Android phones, on the other hand, come in many shapes, models and colors. Different manufacturers use entirely different hardware. Different screens, CPUs, memory. Vastly different quality and usability. Getting an Android phone will require you to do a research on what’s available, while you can’t go wrong with any iPhone you can afford. Are you a techno geek or a gadget guy? Look for an Android phone you like best. Others will be served by Apple.
The newest generation of iPhones has a wonderful Retina display. These super high resolution displays will render your apps, icons and photos so smooth it’s hard to believe. Kudos to Apple: they made one of the best screens ever.
Android phones ship with all kinds of displays. Some of the better ones can approach iPhones in pixel density, but software integration is still lagging. Many applications are still using low-resolution icons and images designed to be shown on lower-resolution screens. When choosing an Android phone, you will have to look really carefully to buy a model with a good display. If you’re not friends with numbers, icon resolutions, angles of view and technical specs, just get an iPhone for the best screen ever.
Built-in Software and UI
An iPhone is an iPhone. They’re all the same. One operating system, one user interface, the same set of pre-installed apps, same icons. You can customize it by moving stuff around and choosing a few icons on your own, but there’s only so much you’re allowed to do.
Androids are available in all sorts of flavor. Different firmware and dozens of OS versions, builds and codenames. Different sets of icons for exactly the same app. Completely different shells and launchers. Extensively customizable: you can make Android phones look like whatever you want (and it’s not all about custom icons) – but you must know what you’re doing. With such a broad variety, some devices are simply better as in easier to use, more robust and working more reliable than others. If making your very own custom environment is fun for you, by all means get the Android.

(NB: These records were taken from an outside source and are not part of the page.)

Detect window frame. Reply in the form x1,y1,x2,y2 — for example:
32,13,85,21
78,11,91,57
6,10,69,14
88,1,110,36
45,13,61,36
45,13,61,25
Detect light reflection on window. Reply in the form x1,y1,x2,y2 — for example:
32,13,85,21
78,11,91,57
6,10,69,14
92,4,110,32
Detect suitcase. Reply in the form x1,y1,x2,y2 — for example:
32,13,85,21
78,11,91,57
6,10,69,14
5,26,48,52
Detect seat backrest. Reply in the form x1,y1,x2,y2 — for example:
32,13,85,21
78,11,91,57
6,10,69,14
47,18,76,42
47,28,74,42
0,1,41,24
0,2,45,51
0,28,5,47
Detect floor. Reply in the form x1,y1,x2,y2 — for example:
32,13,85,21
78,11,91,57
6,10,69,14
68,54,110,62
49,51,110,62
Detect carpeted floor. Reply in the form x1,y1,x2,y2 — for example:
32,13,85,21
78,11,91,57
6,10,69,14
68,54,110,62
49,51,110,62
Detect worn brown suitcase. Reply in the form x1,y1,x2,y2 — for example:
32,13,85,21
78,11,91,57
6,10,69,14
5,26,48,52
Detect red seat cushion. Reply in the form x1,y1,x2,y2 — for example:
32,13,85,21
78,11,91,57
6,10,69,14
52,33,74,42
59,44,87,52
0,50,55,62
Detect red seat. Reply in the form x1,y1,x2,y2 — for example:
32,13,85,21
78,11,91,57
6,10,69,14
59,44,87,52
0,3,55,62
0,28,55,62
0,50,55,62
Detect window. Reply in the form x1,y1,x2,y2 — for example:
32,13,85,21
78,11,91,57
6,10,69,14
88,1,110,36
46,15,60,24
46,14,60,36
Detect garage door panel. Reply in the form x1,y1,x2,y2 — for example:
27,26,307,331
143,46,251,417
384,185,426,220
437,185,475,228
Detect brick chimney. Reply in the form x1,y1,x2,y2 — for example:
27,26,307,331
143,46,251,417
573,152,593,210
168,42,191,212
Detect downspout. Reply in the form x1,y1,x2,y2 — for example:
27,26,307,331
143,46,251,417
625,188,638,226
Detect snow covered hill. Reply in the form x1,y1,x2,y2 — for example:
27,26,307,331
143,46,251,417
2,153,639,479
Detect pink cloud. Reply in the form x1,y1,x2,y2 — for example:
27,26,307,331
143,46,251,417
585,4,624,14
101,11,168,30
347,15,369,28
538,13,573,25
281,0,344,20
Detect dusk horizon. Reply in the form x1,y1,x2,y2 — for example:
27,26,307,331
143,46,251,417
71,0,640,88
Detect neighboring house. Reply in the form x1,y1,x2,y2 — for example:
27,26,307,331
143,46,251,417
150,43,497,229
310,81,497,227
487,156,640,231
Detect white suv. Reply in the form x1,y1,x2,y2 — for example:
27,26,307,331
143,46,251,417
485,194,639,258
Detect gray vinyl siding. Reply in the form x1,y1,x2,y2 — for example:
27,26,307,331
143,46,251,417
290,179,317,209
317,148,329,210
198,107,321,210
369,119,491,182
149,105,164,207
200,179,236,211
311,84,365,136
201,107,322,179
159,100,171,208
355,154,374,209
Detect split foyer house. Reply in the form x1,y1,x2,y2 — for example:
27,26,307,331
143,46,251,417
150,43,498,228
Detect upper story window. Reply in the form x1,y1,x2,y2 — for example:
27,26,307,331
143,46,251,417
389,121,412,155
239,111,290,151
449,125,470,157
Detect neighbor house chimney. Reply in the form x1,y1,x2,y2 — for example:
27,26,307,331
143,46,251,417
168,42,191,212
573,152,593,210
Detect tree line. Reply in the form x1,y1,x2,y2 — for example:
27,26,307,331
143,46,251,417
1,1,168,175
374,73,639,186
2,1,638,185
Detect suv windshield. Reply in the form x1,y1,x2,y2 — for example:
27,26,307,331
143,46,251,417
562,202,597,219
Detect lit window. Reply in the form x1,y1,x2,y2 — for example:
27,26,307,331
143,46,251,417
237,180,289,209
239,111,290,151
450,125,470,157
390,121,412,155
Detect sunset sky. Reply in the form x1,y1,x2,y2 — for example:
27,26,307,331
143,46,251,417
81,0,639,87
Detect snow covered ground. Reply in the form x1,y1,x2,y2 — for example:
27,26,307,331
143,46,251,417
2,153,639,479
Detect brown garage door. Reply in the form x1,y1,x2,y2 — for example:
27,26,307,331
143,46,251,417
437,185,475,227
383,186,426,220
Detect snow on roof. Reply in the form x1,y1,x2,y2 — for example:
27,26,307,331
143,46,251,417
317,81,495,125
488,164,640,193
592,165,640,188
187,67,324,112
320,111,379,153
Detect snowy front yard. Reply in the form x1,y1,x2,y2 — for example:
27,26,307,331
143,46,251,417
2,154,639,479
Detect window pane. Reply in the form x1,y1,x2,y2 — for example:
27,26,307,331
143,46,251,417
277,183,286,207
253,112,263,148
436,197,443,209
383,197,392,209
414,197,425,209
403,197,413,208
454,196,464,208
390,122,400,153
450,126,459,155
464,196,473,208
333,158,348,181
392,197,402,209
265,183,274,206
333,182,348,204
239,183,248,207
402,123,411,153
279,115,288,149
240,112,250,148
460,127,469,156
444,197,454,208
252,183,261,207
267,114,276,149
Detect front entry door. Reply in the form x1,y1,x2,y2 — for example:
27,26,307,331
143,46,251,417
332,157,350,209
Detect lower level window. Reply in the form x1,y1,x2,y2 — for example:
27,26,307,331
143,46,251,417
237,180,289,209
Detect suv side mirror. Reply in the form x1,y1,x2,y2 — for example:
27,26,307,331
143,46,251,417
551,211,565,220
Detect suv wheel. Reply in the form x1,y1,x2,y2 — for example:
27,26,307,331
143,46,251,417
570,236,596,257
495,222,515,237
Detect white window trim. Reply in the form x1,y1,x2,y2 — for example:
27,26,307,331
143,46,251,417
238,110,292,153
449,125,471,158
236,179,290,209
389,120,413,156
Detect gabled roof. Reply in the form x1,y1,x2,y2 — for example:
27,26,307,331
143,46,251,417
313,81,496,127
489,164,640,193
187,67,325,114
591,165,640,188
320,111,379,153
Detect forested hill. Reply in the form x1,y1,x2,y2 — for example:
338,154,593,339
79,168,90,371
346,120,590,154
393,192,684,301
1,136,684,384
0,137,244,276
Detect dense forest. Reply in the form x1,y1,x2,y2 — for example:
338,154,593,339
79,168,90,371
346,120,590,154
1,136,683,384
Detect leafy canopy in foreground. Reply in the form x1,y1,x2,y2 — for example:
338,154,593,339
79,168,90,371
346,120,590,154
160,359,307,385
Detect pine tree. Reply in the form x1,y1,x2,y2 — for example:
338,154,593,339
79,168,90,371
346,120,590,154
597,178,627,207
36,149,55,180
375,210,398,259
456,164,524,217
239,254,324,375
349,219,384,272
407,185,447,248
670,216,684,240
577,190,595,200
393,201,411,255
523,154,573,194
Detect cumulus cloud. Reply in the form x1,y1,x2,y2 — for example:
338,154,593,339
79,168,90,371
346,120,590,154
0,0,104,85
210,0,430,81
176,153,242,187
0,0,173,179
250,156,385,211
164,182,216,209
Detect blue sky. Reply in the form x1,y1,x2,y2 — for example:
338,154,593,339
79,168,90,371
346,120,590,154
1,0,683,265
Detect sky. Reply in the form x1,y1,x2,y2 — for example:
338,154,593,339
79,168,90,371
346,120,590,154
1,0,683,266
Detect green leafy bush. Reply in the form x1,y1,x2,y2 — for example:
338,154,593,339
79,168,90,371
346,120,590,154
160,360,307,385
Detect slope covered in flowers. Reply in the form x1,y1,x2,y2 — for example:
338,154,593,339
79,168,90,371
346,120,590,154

If you like your phone working straight out of the box, get an iPhone and begin using it right away.
Maintenance and Upgrades
iPhones don’t don’t accept memory cards. You’ll be stuck with the amount of memory you originally bought. If you outgrow your iPhone, you’ll have to buy another iPhone, bringing more dough to Apple.
Most but not all Android devices come with a microSD slot, allowing you to put more memory when you need it. With microSD cards getting cheaper every year, you will be better off in the long run if you get an Android.
With iPhones, you can’t even replace a battery. If your battery dies in some years (they all do; lithium batteries won’t hold charge after 3-4 years), you’ll be mailing your iPhone to Apple for a “major repair” (more dough to Apple), or be on the market for a new iPhone (even more money to Apple).
While some Android phones use similarly user irreplaceable batteries, most devices are easy: just lift the cover and put a new battery in. A new battery will set you back a few dollars, allowing you to postpone the purchase of another phone some more years.
Android phones are cheaper to buy and cheaper to upgrade and maintain. They’re more extensible and customizable. iPhones are perfect right out of the box, and offer one of the best usage experience ever. Which one to pick? The choice is yours.